Calderón-Santiago, Mónica, Priego-Capote, Feliciano, Luque de Castro, María D.
Analytical chemistry 2014 v.86 no.15 pp. 7558-7565
amino acids, bile acids, blood serum, fatty acids, fractionation, gases, ions, liquid chromatography, metabolites, metabolomics, phospholipids, tandem mass spectrometry
Liquid chromatography coupled to tandem mass spectrometry is one of the most widely used analytical platforms for profiling analysis in metabolomics. One weakness of untargeted metabolomic analysis, however, is the difficulty of identifying metabolites. In fact, the process typically involves mass-based searching of LC–MS and LC–MS/MS data and requires using MS/MS data for unequivocal identification. Current strategies use LC–MS analysis in the scan mode prior to acquiring MS/MS information about targeted metabolites or the “auto MS/MS” mode to fragment automatically the most intense precursor ions. Therefore, in both cases additional injections are required to obtain MS/MS data after data treatment to identify significant compounds whose signals are not so intense.
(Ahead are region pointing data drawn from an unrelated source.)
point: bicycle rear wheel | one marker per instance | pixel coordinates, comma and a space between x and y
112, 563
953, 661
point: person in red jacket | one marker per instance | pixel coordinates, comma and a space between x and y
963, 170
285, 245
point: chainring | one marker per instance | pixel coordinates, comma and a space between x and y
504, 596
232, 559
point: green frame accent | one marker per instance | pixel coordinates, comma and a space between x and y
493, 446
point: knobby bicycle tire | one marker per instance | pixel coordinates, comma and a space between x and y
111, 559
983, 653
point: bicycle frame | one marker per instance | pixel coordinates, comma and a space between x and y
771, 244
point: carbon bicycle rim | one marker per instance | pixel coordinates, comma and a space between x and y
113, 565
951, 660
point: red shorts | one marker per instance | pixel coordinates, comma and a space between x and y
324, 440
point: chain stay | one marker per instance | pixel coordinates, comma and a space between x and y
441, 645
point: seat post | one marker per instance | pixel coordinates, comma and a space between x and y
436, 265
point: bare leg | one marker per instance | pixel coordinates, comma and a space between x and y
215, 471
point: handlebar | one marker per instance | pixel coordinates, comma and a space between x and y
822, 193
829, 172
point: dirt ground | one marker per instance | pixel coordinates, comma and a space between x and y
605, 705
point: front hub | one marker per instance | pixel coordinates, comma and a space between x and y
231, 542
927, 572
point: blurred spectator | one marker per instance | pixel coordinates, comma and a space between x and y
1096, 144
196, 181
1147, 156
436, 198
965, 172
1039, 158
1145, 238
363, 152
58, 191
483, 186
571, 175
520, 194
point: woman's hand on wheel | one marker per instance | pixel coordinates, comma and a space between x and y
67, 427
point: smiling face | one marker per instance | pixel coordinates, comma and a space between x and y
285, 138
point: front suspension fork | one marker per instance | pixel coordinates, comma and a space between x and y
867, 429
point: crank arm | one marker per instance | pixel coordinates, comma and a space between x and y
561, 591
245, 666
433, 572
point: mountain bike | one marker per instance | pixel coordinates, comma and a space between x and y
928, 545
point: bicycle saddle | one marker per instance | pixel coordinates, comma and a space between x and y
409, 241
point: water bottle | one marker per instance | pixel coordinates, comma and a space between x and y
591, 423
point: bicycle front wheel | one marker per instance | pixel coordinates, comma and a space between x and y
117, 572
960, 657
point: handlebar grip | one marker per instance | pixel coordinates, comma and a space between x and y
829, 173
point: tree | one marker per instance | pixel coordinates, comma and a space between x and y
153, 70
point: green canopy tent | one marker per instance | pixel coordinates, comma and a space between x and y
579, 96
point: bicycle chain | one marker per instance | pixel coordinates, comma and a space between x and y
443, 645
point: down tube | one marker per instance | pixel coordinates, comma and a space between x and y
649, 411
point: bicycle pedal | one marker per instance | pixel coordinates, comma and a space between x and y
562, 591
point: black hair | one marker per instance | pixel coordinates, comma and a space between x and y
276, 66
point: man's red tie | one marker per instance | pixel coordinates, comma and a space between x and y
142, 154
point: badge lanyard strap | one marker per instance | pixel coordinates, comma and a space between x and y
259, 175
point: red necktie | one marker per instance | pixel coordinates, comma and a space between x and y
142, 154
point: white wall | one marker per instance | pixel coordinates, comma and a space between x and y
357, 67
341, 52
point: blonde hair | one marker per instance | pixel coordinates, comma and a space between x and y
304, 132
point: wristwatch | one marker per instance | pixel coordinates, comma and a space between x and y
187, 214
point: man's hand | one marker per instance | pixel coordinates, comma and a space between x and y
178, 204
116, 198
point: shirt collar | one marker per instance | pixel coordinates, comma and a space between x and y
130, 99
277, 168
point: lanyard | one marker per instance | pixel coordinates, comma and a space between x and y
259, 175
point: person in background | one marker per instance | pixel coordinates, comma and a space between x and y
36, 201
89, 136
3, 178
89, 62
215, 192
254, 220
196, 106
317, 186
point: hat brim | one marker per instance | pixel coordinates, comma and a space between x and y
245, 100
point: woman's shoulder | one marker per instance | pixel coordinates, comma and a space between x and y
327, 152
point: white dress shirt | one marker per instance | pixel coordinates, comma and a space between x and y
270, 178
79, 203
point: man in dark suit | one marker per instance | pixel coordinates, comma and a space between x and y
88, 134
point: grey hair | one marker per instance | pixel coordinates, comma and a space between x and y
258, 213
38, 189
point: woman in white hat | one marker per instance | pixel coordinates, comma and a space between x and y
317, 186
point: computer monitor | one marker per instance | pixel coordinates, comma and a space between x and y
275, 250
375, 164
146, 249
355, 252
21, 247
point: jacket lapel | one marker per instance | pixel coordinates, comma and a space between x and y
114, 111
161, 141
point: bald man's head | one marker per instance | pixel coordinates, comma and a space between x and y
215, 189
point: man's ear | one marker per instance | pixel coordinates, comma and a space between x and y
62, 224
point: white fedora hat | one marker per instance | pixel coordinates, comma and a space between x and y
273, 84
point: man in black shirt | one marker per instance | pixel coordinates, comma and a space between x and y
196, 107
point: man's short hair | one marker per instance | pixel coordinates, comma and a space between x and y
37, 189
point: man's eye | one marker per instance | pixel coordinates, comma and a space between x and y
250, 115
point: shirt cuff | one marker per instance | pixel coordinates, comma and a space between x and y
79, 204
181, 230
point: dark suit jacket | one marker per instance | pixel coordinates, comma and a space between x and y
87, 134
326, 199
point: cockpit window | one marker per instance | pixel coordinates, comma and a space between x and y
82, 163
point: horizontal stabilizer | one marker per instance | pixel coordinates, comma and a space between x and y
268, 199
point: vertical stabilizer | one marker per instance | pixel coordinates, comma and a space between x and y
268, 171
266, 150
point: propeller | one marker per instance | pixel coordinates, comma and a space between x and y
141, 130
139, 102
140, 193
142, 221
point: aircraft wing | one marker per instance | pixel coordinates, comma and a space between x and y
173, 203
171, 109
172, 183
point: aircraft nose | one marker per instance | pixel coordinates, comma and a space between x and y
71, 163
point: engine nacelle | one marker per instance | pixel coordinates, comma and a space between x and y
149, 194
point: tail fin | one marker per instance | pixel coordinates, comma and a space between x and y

Because an additional procedure is needed to enhance the fraction of metabolites with MS/MS data, in this work, the effectiveness of utilizing different MS/MS parameters across an analytical batch or repetitions of the same sample by using exclusion or inclusion criteria to select precursor ions is assessed. The procedure, known as “gas-phase fractionation (GPF)”, was used here for untargeted analysis of serum. The joint use of four methods with a different mass range for selection of precursor ions each provided useful MS/MS information for at least 80% of all molecular entities detected in the MS scan replicates. By contrast, the conventional “auto MS/MS” mode of data acquisition provided MS/MS data for only 48–57% of entities and was therefore less effective toward identifying metabolites. The additional use of GPF improved the detection and annotation of metabolite families such as phospholipids, amino acids, bile acids, carnitines, and fatty acids and their derivatives.